Hope College has announced four winners in the 25th annual Howard Plaggemars Essay/Poetry Competition, held for students enrolled in the 2006 Vienna Summer School.

All entries responded to some aspect of each student's experiences in Europe this past summer under the guidance of Dr. Stephen I. Hemenway, who has been director of the program for the past 31 years and is a professor of English at Hope. Howard Plaggemars of Holland, donor of the prizes, is a 1960 and 1961 alumnus of the Vienna Summer School, which celebrated its 50th anniversary this year.

All four winners are English majors at Hope.

First prize of $100 went to junior Lauren N. Eriks of Grand Rapids for "Wiener [Viennese] Encyclopedia: June 2006 Edition."

Two students tied for the second-place award: senior Megan D. Purtee of North Muskegon for "A Small Collection from an Overflowing Travel Journal" and senior Emily A. Wilson of Cedarburg, Wis., for her poem "The Culture of Shoes." Each received $50.

The third-place winner was junior Jeremy G. Benson of Royal Oak, who wrote two poems that tied for the $25 prize: "At the Concentration Camp in Mauthausen, Austria," and "And Pharaohs worried about the dryness of their skin."

This year's judges, who are all previous winners in the Plaggemars Essay/Poetry Competition, were Tom Bamborough, Christopher "McG" McGarvey and Dr. Elizabeth Trembley. Bamborough, a 1983 Hope graduate, is the principal of Bamborough Print Communication in Ada. McGarvey, a 2005 Hope graduate, is currently spending a second year doing volunteer work for Emmaus Ministries in Chicago, Ill. Trembley, a 1985 Hope graduate, is an associate professor of English and director of the FOCUS and SOAR programs at Hope, and a writer of scholarly works and popular fiction.
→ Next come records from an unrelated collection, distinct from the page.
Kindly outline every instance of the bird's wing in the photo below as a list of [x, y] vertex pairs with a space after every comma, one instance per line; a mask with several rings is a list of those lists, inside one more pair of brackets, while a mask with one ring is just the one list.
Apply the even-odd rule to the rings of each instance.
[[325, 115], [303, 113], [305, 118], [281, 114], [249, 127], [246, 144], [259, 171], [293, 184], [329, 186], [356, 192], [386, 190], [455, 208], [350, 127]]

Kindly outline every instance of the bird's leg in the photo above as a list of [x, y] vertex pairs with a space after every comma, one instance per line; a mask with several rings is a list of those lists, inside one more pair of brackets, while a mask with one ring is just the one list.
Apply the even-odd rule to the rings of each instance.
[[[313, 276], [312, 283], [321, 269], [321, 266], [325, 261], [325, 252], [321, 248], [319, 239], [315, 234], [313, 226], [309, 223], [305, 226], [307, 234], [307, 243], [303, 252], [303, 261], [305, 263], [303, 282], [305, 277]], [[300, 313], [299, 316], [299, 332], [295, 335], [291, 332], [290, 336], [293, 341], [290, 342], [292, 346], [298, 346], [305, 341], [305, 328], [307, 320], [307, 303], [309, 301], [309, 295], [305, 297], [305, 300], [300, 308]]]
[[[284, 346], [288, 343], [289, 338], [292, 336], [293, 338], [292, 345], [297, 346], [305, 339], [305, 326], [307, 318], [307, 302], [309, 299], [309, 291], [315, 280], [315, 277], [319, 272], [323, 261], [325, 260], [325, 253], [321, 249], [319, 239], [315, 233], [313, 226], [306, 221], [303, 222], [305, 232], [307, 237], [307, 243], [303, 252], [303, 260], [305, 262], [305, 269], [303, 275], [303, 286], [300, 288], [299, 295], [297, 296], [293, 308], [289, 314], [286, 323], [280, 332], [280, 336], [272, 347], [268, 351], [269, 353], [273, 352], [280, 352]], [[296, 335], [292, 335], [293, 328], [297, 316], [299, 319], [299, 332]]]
Consisting of two consecutive three-week sessions, the Vienna Summer School offers students a choice of work in art history, communication, economics, Austrian history, music history, German and Austrian literature, Eastern European literature and a Senior Seminar, all taught in English, as well as courses in the German language, taught in German. Students are housed with Austrian families, and are free to plan their leisure time and take weekend excursions led by Hemenway to places like Salzburg, Venice, Budapest, Prague and the Austrian Alps.